I admired him enormously for saying that. So many people feel as he does in their hearts, yet would not dare to say so. So many people have the air of posturing before a work of art, trying to look intelligent, trying to "say the right thing" before the right painting--the right painting as prescribed by Baedeker. True, I think the man who declares he would not give five cents for all the art in the world thereby declares himself a barbarian of sorts. But a good, honest, openhearted barbarian is a fine creature. For one thing, there is nothing false about him. And there is nothing soft about him either. It is the poseur who is soft--soft at the very top, where Henry Ford is hard.

I saw from his manner that he was becoming restless. Perhaps we had stayed too long. Or perhaps he was bored because I spoke about an abstract thing like art.

I asked but one more question.

"Mr. Ford," I said, "I should think that when a man is very rich he might hardly know, sometimes, whether people are really his friends or whether they are cultivating him because of his money. Isn't that so?"

Mr. Ford's dry grin spread across his face. He replied with a question:

"When people come after _you_ because they want to get something out of you, don't you get their number?"

"I think I do," I answered.

"Well, so do I," said Mr. Ford.

CHAPTER VIII

THE CURIOUS CITY OF BATTLE CREEK

It was on a chilly morning, not much after eight o'clock, that we left Detroit. I recall that, driving trainward, I closed the window of the taxicab; that the marble waiting room of the new station looked uncomfortably half awake, like a sleeper who has kicked the bedclothes off, and that the concrete platform outside was a playground for cold, boisterous gusts of wind.

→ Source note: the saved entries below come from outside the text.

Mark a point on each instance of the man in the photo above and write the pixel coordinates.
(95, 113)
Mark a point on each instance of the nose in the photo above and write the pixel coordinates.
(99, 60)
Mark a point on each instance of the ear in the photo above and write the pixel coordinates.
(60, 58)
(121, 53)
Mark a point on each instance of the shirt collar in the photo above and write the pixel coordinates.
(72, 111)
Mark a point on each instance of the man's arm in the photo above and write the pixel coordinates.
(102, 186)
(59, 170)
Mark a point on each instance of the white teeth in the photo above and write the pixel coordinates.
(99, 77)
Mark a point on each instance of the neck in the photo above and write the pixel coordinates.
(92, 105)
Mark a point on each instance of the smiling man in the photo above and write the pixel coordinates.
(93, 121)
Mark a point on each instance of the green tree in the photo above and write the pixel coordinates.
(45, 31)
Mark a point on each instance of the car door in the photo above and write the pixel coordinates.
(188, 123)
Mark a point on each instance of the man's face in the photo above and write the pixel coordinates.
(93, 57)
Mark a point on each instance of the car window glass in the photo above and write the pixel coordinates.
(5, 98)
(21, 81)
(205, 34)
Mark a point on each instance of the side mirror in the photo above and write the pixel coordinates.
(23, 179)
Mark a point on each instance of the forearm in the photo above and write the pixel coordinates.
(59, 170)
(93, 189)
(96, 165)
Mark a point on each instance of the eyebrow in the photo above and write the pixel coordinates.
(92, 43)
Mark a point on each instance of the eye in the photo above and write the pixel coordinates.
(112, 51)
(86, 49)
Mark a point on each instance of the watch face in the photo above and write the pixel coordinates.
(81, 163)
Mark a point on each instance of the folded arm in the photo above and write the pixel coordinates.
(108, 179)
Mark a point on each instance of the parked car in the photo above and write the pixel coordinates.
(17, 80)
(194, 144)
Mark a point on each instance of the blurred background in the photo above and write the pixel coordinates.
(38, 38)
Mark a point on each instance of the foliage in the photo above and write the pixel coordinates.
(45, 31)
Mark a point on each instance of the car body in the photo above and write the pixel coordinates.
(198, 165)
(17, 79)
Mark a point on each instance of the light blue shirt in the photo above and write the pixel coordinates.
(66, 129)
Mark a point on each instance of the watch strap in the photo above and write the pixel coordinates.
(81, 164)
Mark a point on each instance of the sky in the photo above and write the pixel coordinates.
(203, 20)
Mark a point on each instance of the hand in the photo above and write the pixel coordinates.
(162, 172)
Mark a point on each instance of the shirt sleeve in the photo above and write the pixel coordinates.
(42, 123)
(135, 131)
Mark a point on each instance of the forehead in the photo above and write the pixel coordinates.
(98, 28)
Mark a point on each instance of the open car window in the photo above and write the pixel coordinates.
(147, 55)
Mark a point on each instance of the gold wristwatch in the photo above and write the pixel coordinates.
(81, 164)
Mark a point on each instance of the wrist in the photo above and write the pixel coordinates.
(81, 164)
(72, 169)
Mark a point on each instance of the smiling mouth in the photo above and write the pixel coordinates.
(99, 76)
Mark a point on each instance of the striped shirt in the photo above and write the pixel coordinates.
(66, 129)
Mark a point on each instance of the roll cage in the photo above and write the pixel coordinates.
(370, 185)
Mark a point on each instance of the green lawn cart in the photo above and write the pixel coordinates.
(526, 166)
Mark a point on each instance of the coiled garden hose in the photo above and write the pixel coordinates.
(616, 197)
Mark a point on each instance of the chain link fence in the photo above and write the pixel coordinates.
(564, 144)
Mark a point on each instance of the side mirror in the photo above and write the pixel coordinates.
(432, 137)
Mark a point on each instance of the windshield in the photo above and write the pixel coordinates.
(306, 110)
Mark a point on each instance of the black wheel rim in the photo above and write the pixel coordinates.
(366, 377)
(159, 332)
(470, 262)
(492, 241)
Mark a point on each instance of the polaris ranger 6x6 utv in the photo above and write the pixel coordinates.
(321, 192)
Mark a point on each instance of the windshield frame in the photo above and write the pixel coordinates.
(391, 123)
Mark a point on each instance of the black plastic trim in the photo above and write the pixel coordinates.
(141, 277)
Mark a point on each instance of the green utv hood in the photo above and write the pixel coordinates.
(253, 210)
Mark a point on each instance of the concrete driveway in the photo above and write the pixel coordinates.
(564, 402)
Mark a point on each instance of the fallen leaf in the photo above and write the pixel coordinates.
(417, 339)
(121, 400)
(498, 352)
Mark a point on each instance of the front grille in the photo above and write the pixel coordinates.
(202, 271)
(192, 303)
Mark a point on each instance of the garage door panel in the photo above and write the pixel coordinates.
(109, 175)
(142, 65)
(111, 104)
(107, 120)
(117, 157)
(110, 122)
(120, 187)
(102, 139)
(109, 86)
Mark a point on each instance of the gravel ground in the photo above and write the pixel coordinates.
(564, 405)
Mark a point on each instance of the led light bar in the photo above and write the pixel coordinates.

Our train had come from somewhere else. Entering the Pullman car, we found it in its night-time aspect. The narrow aisle, made narrower by its shroud of long green curtains, and by shoes and suit cases standing beside the berths, looked cavernous and gloomy, reminding me of a great rock fissure, the entrance to a cave I had once seen. Like a cave, too, it was cold with a musty and oppressive cold; a cold which embalmed the mingling smells of sleep and sleeping car--an odor as of Russia leather and banana peel ground into a damp pulp.

Silently, gloomily, without removing our overcoats or gloves, we seated ourselves, gingerly, upon the bright green plush of the section nearest to the door, and tried to read our morning papers. Presently the train started. A thin, sick-looking Pullman conductor came and took our tickets, saying as few words as possible. A porter, in his sooty canvas coat, sagged miserably down the aisle. Also a waiter from the dining car, announcing breakfast in a cheerless tone. Breakfast! Who could think of breakfast in a place like that? For a long time, we sat in somber silence, without interest in each other or in life.